Silence hung in the air. Jude stared blankly forward as he waited, fingers drumming on his thighs. ‘Time will tell. What matters is there isn’t a repeat performance.’ Another pause, this one longer. Then ‘… is missing. But you knew that, didn’t you?’
A strange buzz obscured the name. Did Jude not remember that, either? Maeve studied him, cataloguing the way he flinched at the missing name. Why would he have forgotten such a fundamental detail?
‘Okay,’ he whispered. ‘I’ll go.’
A light tap on the door, like the stranger wanted to convey their approval. ‘You’ve made the right choice.’
As the memory faded, she caught the tail end of Jude’s expression as he listened to the footsteps leaving his door.
The young lines of his face, both familiar and not, shifted from heartbreak to anger to resignation, settling there.
He scraped both hands over his head, pulling at the hair around his temples until long strands released into his fingers.

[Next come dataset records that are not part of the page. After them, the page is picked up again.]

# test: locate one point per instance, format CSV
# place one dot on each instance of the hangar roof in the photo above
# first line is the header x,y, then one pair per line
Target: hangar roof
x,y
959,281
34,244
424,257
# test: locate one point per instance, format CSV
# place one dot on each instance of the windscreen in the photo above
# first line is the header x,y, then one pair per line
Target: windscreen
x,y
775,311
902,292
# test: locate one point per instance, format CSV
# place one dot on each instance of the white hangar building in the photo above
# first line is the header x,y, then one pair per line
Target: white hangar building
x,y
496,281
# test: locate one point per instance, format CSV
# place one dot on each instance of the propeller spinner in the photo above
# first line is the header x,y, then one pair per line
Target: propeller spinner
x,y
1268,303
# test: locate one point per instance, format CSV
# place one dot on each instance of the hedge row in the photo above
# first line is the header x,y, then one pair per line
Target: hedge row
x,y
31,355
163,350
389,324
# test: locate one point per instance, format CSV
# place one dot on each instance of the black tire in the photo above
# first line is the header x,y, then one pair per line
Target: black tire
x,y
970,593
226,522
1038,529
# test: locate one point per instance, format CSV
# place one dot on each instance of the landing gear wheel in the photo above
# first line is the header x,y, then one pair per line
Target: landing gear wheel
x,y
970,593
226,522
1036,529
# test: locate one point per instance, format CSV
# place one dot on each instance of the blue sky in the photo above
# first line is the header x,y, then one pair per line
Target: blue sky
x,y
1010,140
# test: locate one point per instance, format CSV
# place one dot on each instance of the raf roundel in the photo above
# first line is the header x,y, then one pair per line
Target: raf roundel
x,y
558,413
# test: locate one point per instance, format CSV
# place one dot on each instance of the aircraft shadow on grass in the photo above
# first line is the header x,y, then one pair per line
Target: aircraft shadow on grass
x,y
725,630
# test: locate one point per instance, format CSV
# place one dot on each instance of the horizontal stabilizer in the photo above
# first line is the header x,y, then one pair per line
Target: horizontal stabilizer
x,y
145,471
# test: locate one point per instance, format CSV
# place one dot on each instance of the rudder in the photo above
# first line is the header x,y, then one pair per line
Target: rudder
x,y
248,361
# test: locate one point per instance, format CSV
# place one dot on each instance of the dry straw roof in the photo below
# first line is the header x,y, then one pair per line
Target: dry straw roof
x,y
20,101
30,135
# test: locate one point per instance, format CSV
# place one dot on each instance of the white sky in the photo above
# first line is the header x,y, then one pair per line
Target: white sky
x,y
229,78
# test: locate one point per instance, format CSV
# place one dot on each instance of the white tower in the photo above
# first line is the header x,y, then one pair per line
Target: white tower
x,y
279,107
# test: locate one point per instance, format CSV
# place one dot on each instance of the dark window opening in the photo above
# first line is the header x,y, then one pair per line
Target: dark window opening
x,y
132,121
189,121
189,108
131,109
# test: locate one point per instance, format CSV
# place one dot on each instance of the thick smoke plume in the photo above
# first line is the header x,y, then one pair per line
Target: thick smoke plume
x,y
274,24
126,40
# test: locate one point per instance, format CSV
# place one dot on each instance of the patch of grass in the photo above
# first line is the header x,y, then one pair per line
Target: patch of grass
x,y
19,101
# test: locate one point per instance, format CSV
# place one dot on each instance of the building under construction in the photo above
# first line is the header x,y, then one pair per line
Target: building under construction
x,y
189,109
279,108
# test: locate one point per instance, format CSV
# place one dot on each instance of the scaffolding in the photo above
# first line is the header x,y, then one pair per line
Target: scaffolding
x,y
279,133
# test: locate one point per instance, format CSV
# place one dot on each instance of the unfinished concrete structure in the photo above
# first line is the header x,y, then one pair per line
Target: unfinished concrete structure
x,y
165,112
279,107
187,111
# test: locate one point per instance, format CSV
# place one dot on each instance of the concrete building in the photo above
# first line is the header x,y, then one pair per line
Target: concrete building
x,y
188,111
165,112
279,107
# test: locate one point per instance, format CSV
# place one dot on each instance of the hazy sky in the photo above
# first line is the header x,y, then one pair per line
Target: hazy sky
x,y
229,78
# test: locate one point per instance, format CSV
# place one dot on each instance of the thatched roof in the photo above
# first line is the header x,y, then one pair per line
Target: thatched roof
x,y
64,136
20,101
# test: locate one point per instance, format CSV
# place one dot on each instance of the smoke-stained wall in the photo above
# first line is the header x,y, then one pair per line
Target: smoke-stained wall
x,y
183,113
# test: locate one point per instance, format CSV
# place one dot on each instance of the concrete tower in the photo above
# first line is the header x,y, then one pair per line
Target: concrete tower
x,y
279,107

The other hand rose to his mouth, forming a fist.
Maeve came back to herself with a gasp.
She was lying flat on her back on the floor of the library.
Gold dust shimmered in the air, casting the room in a sense of unreality.
Jude’s stifled whimpers still rang in her eardrums as warmth ran from her eye to slide down her jaw.
She didn’t know how she could face him again after what she’d just viewed, knowing she’d see the echo of his boyhood self, broken and pleading.
Her heart rattled unsteadily at the thought of it.
Suddenly, the soft pad of footsteps sounded from the corner of the room.
Maeve shoved to her feet, heart pounding a dangerous rhythm as she turned towards the door, already knowing who she’d see watching her.
And there he was: Jude, bandages and a jar of poultice in his hands. Eyes fixed firmly on the book open beside her feet.